Russia's New Energy Frontier
Vladimir Putin's political survival depends on increasing oil and gas extraction in Russia's Yamal region but the area also boasts the world's biggest reindeer-herding community.
Lucy Ash visits Russia's new energy frontier in the Arctic Yamal region and explores the impact oil and gas extraction is having on the indigenous people there.
Gradually but inexorably, reindeer give way to railroads and gas rigs. She goes to stay with a family of herders near the base of the Yamal Peninsula, whose name in the local Nenets language means "the end of the earth." Yamal is home to the largest single area of reindeer husbandry in the world and unlike many indigenous people of the north in Canada, the USA and other parts of Russia, the Nenets herders have proved remarkably resilient. They survived both collectivisation in Soviet times and the chaos of the transition to a market economy in the 1990s. But now there is a new threat as Vladimir Putin has vowed to "turn Yamal into the new oil and gas province of Russia."

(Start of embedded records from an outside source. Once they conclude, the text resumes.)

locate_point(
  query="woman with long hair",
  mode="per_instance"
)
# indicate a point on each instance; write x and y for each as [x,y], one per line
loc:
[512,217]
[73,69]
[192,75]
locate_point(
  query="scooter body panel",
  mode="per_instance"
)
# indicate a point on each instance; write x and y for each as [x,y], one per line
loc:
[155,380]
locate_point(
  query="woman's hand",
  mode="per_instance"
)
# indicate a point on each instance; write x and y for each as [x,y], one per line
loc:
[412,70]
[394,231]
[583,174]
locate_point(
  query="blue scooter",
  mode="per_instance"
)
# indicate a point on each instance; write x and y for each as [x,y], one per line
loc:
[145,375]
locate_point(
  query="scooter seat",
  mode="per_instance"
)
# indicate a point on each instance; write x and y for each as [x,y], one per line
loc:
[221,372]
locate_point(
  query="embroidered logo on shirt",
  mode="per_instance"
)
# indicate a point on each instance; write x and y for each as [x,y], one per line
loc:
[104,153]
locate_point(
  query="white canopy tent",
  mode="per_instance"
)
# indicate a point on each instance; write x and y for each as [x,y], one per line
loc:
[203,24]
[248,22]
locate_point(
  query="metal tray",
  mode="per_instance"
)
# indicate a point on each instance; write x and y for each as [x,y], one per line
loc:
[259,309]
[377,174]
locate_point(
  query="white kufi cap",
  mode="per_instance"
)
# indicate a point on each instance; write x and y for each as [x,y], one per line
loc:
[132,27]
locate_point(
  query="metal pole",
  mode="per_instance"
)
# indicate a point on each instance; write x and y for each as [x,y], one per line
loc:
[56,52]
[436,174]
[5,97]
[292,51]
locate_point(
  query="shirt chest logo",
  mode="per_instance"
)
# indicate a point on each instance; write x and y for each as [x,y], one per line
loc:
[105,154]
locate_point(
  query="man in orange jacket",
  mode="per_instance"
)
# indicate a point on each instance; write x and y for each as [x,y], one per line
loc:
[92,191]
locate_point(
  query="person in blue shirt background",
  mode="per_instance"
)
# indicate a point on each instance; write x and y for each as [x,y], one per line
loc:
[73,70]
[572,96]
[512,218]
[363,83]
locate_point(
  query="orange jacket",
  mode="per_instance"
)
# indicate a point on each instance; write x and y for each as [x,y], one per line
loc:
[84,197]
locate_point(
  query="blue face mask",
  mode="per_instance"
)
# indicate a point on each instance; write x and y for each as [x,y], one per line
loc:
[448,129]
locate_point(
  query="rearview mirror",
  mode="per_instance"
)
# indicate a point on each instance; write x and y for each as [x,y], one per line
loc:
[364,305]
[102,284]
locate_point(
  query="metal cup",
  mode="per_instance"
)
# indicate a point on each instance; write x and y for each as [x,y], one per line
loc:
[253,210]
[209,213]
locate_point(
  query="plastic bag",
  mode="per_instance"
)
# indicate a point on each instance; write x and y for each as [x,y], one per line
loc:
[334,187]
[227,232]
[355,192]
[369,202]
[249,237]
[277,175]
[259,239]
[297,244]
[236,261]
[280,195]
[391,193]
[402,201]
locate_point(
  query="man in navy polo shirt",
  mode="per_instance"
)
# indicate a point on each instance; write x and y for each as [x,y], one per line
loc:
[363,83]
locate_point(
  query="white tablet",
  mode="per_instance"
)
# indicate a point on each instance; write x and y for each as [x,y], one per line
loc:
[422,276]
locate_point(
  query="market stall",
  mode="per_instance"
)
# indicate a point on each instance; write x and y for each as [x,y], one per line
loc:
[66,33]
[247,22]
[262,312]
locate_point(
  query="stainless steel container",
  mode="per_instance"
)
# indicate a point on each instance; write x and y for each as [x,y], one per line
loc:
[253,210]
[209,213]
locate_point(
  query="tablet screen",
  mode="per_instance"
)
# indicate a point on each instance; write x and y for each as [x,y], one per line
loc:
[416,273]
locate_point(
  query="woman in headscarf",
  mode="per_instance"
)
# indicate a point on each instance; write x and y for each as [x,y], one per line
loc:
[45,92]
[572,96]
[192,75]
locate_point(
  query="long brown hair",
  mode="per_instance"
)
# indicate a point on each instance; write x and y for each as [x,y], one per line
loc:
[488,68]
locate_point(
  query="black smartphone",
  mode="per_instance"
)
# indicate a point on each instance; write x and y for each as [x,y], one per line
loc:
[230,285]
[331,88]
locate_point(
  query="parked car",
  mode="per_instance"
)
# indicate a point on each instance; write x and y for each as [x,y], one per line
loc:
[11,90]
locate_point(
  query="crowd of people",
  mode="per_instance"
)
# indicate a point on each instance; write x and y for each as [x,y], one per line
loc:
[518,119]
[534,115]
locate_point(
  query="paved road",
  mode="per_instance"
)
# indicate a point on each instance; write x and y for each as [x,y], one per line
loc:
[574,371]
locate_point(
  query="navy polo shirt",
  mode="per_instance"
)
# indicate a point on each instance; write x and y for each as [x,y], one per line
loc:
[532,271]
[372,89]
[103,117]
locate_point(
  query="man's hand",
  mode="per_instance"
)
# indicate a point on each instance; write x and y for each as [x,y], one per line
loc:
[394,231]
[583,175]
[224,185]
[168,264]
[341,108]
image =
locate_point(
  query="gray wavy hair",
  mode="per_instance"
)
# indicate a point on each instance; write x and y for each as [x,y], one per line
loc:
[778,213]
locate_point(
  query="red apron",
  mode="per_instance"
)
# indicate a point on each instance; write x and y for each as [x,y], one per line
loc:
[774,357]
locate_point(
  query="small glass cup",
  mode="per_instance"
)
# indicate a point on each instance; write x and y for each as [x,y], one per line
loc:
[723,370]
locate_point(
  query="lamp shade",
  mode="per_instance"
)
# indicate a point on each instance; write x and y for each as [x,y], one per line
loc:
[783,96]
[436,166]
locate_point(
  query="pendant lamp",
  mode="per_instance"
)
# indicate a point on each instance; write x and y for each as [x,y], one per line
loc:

Lucy's host in the tundra, Nikolai Khudi, is philosophical about the changing world around him and wary of criticising the state monopoly Gazprom. The flow of oil and gas revenue to the region has brought social benefits such as decent schools and hospitals. Many nomads have willingly given up their traditional lives, and even those who've remained on the tundra now enjoy snow mobiles, satellite dishes and mobile phones. But Nikolai's brother Yevgeny worries their way of life is endangered and that fish may soon disappear from lakes and rivers because of the drilling.
But Moscow is determined to exploit the treasures under the permafrost. The president elect is heavily dependent on hydrocarbons and is counting on them to fulfil recent campaign promises. At the current levels of price and consumption, the natural gas reserves in Russia's Arctic region, would generate enough fuel to feed Europe for around 75 years, with a total value of almost $17 trillion. The fate of this frozen territory thousands of miles from the Kremlin speaks volumes about the Russian state both past and present.